Горт кивнул и забрал склянку. Его пальцы двигались уверенно. Ни тени разочарования, ни попытки оправдаться. Он зафиксировал ошибку, проанализировал причину и предложил решение. Всё на одном черепке, почерком, который становился разборчивее с каждой неделей.
Мне нужно кое-что ему показать.
— Подожди, — сказал я. — Сядь.
Горт сел на табурет напротив. Я поднялся, подошёл к полке в дальнем углу мастерской, той, где до сих пор хранились вещи Наро, не разобранные и не расшифрованные. Третий ящик слева. Я помнил его содержимое: несколько кусков обработанного кварца, обрывок кожаного ремешка, засохшая склянка с чем-то бурым и маленький полотняный мешочек, который я тогда отложил, не поняв назначения.
Мешочек был лёгким. Внутри было шесть плоских камешков размером с ноготь большого пальца, каждый покрытый тонким слоем чего-то блестящего. Витальная смола — понял ещё при первом осмотре. Но зачем покрывать смолой камень?

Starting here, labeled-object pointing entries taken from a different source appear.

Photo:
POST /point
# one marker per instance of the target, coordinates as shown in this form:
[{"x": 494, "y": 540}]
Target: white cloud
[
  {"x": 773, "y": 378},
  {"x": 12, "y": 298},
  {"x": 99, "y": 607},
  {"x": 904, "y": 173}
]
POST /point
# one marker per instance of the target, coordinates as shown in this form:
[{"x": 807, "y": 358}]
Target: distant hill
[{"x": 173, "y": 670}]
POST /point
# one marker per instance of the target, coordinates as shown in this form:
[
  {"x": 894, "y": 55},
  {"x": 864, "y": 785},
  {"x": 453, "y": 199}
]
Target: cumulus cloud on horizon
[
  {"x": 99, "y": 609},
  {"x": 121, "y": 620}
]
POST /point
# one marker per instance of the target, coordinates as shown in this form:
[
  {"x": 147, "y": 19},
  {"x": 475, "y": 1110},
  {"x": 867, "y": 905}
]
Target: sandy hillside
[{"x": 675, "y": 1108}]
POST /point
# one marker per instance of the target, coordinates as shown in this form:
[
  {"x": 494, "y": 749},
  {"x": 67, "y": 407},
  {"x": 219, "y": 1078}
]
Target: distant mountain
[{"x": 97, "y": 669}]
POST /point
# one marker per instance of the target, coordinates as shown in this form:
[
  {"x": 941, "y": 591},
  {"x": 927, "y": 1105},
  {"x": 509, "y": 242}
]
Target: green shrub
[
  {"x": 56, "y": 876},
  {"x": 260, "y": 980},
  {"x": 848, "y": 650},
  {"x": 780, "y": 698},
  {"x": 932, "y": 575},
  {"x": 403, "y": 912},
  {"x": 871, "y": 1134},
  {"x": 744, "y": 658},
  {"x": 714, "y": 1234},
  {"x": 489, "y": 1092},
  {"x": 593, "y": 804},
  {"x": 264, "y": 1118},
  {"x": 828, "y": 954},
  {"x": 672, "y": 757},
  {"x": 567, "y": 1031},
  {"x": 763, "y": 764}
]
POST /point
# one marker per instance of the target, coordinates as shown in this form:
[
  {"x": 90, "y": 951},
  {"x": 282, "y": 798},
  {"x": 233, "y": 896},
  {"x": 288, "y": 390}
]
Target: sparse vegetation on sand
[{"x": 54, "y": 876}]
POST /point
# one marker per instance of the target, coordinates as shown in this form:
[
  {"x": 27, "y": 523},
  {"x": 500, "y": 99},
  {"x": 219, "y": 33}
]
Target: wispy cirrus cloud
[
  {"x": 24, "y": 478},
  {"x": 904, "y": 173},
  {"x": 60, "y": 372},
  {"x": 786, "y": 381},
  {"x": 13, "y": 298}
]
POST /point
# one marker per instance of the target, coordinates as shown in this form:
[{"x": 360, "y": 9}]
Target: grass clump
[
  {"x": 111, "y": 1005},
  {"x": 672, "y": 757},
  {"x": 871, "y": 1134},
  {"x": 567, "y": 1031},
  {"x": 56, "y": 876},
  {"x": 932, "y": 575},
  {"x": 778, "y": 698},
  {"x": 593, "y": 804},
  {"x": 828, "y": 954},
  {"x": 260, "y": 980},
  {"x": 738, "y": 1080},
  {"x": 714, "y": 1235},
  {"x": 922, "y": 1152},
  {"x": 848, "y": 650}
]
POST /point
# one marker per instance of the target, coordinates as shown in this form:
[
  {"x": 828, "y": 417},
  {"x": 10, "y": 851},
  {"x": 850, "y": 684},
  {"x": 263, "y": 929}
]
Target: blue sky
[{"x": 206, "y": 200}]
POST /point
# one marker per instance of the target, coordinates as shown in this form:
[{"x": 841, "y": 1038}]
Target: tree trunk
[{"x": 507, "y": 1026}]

Я достал один камешек и поднёс к лампе. Серый, тусклый, ничем не примечательный.
Потом я зажал его в щипцах и поднёс к краю пламени, где температура была около пятидесяти-шестидесяти градусов.
Десять секунд. Двадцать. На тридцатой секунде серая поверхность дрогнула и начала желтеть — медленно, от центра к краям, как масляное пятно расползается по ткани. Жёлтый, тёплый, однородный.
Я передвинул щипцы ближе к пламени. Ещё десять секунд. Жёлтый перешёл в оранжевый, насыщенный, почти кирпичный.
Ещё ближе. Пять секунд. Оранжевый вспыхнул красным, ярким, как предупредительный сигнал.